The Redis section is solid and practical. The pattern of write-to-memory, sync-to-disk-later is genuinely how companies like Uber handle location data at scale. The UUID entropy calculation is a nice touch — most developers cargo-cult sequential IDs without understanding why UUIDs are safe.

A few caveats. The claim that Python, Java, and Go “couldn’t handle 1 million requests per second” for the CPU-intensive route deserves scrutiny. Go in particular, with its native concurrency model, should perform much closer to C++ than Node.js for this workload. The bottleneck was likely JSON serialization and the specific framework choices rather than the languages themselves. Java with virtual threads and a fast serializer (Jackson with afterburner, or similar) would also be competitive. The framing implies a hierarchy of languages that is more situational than absolute.
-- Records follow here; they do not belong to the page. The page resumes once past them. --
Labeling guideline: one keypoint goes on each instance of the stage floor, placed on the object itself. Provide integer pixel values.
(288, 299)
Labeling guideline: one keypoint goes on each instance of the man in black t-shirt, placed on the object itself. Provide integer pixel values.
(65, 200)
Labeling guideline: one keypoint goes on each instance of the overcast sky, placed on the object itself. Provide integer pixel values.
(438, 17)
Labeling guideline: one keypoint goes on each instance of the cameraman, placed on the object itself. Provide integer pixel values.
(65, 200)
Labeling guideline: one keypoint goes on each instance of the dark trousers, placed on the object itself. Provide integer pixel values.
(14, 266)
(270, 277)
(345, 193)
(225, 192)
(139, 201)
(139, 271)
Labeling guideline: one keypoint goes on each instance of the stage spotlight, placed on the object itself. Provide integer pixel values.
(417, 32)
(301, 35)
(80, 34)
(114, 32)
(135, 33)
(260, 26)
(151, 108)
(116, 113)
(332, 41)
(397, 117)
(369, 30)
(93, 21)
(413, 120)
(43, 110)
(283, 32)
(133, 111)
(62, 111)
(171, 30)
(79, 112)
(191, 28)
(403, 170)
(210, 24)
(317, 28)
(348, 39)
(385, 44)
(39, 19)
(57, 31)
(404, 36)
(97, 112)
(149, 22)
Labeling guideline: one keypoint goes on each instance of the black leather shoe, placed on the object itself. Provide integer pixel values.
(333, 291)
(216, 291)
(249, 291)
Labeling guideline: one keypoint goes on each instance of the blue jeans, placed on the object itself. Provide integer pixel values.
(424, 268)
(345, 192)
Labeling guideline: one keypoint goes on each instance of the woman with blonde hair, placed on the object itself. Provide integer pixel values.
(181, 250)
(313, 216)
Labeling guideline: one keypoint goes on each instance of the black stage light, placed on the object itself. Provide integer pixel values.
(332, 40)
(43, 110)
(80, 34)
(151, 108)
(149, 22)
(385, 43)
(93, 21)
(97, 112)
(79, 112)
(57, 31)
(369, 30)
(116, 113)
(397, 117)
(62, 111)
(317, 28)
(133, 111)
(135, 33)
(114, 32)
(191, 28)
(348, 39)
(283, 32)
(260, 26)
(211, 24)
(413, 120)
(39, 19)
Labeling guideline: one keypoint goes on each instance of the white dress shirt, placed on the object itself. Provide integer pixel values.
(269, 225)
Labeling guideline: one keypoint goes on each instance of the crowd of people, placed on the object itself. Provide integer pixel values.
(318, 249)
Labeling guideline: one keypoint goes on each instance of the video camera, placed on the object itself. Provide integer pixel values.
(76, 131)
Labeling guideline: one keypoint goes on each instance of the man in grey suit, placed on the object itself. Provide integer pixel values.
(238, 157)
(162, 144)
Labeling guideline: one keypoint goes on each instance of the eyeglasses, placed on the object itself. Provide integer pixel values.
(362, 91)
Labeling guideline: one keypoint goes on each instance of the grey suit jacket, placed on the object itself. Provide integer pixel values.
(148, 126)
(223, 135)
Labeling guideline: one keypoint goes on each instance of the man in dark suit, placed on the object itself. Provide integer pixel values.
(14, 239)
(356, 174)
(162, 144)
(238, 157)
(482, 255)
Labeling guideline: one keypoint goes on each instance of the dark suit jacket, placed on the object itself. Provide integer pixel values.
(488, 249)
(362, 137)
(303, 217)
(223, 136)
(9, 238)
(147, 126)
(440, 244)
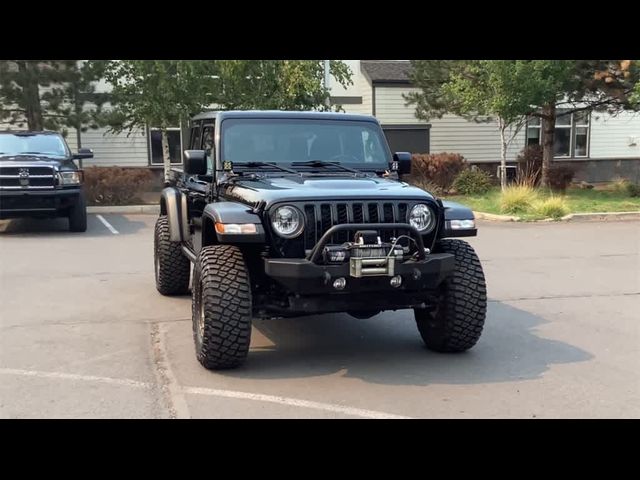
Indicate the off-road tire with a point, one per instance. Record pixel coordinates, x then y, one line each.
78 215
172 268
221 307
457 322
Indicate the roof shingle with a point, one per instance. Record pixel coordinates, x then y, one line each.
396 71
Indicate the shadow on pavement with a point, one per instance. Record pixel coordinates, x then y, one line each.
387 349
59 227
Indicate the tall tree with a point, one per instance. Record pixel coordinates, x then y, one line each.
160 92
479 90
49 94
275 84
549 85
155 93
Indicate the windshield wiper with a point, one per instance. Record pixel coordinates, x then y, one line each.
322 163
266 164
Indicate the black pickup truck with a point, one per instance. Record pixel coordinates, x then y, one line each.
295 213
39 178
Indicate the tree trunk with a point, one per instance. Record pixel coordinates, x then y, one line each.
31 96
548 132
165 155
503 154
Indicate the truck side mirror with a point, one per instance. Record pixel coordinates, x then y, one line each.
195 162
402 163
83 153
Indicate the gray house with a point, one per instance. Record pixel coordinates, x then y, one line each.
600 145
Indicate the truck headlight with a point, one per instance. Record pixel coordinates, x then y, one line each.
421 217
463 224
287 221
70 178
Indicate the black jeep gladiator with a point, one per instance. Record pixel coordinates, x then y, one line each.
39 178
296 213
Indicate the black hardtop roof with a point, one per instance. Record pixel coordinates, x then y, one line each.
311 115
30 132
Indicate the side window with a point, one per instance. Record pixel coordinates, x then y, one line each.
194 143
207 146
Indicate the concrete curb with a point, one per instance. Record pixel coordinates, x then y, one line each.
496 218
572 217
148 209
601 217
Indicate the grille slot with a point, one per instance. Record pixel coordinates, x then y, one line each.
37 177
320 217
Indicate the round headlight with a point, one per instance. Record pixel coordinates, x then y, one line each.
421 218
287 221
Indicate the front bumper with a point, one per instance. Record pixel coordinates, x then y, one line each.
312 291
303 277
25 203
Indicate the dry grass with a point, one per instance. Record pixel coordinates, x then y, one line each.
517 199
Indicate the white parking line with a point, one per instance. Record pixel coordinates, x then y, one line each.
212 392
107 224
72 376
293 402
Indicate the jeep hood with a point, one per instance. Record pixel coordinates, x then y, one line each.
294 188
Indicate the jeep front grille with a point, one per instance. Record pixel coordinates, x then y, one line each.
26 177
322 216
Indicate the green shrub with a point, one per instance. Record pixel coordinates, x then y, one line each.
633 189
560 177
115 185
517 199
472 182
620 185
440 169
552 207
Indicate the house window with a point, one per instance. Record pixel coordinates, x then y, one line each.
571 134
155 145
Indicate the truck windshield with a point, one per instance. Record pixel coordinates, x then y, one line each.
32 144
288 141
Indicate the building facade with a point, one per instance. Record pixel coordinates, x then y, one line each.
601 146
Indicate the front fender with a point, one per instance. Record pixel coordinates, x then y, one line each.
457 211
231 213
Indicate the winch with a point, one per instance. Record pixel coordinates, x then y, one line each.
367 255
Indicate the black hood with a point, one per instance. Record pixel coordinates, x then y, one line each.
60 163
293 188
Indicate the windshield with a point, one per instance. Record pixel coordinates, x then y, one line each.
32 144
353 143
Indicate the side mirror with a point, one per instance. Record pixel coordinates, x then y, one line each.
195 162
83 153
402 163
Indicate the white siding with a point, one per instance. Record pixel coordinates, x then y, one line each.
391 108
611 135
477 142
361 88
116 150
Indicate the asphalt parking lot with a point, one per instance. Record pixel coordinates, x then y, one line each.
84 334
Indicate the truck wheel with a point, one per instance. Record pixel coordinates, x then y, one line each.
171 266
78 215
457 321
221 307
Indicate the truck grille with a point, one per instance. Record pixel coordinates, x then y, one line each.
320 217
26 177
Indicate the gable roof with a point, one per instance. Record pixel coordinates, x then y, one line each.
386 71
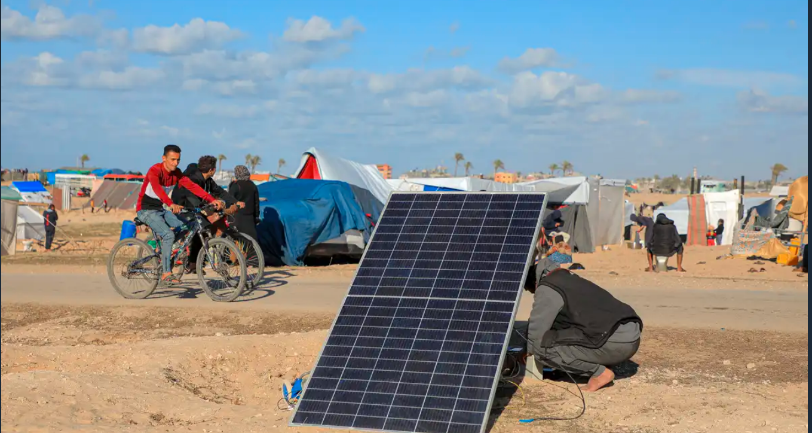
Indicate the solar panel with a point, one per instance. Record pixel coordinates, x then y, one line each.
418 343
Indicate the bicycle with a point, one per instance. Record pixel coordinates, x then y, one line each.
142 266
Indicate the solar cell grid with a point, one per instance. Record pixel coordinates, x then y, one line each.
418 343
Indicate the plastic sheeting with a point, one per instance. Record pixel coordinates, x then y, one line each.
30 224
724 206
8 222
580 193
298 213
677 212
610 216
317 164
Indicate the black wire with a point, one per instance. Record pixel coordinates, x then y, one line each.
583 398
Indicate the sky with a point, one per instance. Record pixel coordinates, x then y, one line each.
620 89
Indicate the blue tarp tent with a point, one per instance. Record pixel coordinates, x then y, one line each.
298 213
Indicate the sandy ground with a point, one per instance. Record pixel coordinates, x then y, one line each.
724 350
76 357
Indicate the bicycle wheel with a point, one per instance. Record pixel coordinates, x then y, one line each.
133 268
223 262
254 260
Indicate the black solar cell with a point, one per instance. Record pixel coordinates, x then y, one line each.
418 343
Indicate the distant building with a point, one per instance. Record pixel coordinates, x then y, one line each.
506 177
386 170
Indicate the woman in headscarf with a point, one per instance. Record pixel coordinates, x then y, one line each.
244 190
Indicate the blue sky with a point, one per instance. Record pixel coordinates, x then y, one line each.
620 89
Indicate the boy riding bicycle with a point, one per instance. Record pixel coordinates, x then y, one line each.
153 197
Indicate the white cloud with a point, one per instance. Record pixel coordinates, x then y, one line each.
459 77
318 29
229 111
439 54
553 88
760 102
196 35
130 78
730 78
531 59
634 96
49 23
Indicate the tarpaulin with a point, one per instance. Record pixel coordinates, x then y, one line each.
298 213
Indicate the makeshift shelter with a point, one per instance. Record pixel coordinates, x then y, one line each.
101 172
724 206
30 224
119 195
8 223
32 192
472 184
302 218
319 165
779 191
10 194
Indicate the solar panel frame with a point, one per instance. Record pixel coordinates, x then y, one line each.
516 303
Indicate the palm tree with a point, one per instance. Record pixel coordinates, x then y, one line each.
497 165
778 170
458 158
255 161
567 167
220 159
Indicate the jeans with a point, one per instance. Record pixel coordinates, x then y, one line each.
50 231
162 222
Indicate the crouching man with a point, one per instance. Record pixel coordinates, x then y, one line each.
577 327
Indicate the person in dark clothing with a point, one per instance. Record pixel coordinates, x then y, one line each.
577 327
719 232
553 222
665 242
201 175
244 190
51 217
646 223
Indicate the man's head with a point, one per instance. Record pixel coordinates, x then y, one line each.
171 157
207 165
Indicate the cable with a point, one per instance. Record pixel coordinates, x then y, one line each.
583 398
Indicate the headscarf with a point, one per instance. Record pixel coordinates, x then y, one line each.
549 222
241 173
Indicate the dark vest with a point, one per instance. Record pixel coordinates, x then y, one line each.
590 315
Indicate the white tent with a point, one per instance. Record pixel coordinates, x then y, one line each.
723 206
8 221
780 191
317 164
30 224
579 196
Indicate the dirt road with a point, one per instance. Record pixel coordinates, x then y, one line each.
775 310
77 357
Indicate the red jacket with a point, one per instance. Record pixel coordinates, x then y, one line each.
154 194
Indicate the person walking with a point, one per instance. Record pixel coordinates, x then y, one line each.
51 218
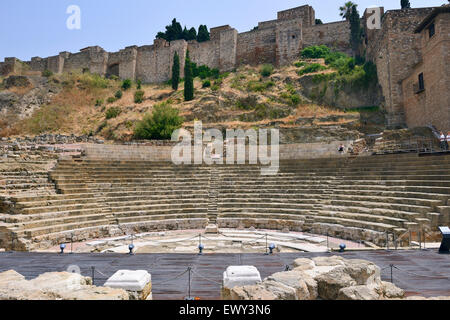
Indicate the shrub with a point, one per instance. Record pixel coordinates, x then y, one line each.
98 102
93 81
111 100
47 73
175 72
247 103
315 52
101 126
258 86
139 96
266 70
314 67
118 94
300 64
206 84
188 80
126 84
112 113
159 125
48 118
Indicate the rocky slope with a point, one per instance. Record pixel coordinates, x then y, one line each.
55 286
78 104
323 278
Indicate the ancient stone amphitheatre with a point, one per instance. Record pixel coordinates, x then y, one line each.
94 206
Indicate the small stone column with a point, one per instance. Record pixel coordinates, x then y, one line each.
138 283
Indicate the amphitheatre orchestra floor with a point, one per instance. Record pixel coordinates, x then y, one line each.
418 272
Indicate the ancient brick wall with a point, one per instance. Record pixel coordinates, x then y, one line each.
256 47
305 13
289 41
154 63
431 106
205 53
335 35
38 64
396 51
228 49
8 66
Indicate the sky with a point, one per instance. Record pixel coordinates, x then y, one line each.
30 28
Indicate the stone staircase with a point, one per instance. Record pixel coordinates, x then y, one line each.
361 198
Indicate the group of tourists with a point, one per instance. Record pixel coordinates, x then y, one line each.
445 141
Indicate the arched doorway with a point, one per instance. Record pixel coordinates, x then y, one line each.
113 70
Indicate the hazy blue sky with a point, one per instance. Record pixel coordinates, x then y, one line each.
31 28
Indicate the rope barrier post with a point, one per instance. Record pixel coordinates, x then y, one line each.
392 273
71 243
93 275
189 283
12 242
267 247
409 239
424 240
387 241
420 240
328 242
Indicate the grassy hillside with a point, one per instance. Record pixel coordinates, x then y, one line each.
262 96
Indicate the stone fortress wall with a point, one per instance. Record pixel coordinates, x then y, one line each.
395 49
277 41
398 51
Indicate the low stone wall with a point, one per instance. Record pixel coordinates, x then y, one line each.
163 152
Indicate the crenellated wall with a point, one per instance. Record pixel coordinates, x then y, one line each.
278 42
334 35
396 50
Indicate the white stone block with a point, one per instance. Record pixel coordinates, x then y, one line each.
240 276
129 280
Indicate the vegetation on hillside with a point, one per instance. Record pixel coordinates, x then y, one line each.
188 79
176 71
159 125
174 31
345 69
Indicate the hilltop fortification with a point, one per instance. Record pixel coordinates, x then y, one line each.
277 42
410 52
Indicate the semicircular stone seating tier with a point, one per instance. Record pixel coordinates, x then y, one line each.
361 199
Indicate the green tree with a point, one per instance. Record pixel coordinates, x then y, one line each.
174 31
159 125
203 33
176 71
405 4
126 84
188 79
346 10
355 29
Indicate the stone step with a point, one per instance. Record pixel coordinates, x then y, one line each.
149 210
141 218
33 224
31 233
61 208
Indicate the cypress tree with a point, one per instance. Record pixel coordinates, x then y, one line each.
188 79
405 4
355 28
203 33
176 71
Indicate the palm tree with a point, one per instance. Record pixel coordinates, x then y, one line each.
346 10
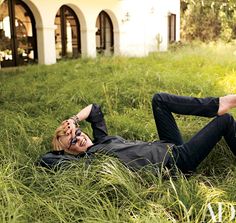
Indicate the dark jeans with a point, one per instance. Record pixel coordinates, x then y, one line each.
188 155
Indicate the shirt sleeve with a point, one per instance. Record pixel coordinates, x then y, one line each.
96 118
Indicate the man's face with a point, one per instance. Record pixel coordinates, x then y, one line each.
77 143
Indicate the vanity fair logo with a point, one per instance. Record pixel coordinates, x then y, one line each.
221 210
The video’s biggest blind spot is that it treats “one million requests per second on a single machine” as the goal, when in practice, companies distribute this load across many machines behind load balancers in multiple regions. The host acknowledges this briefly but then spends the rest of the video chasing the single-machine milestone. This is fine for entertainment and learning, but it is worth noting that the engineering challenge at Uber is not “one big server” — it is orchestration, consistency, failover, and geographic distribution. Those problems are harder and less photogenic.

The $2,000 total cost is honestly reasonable for the amount of genuine engineering knowledge packed in here. The host is transparent about costs throughout, which is refreshing. Most cloud-scale content hand-waves the money part.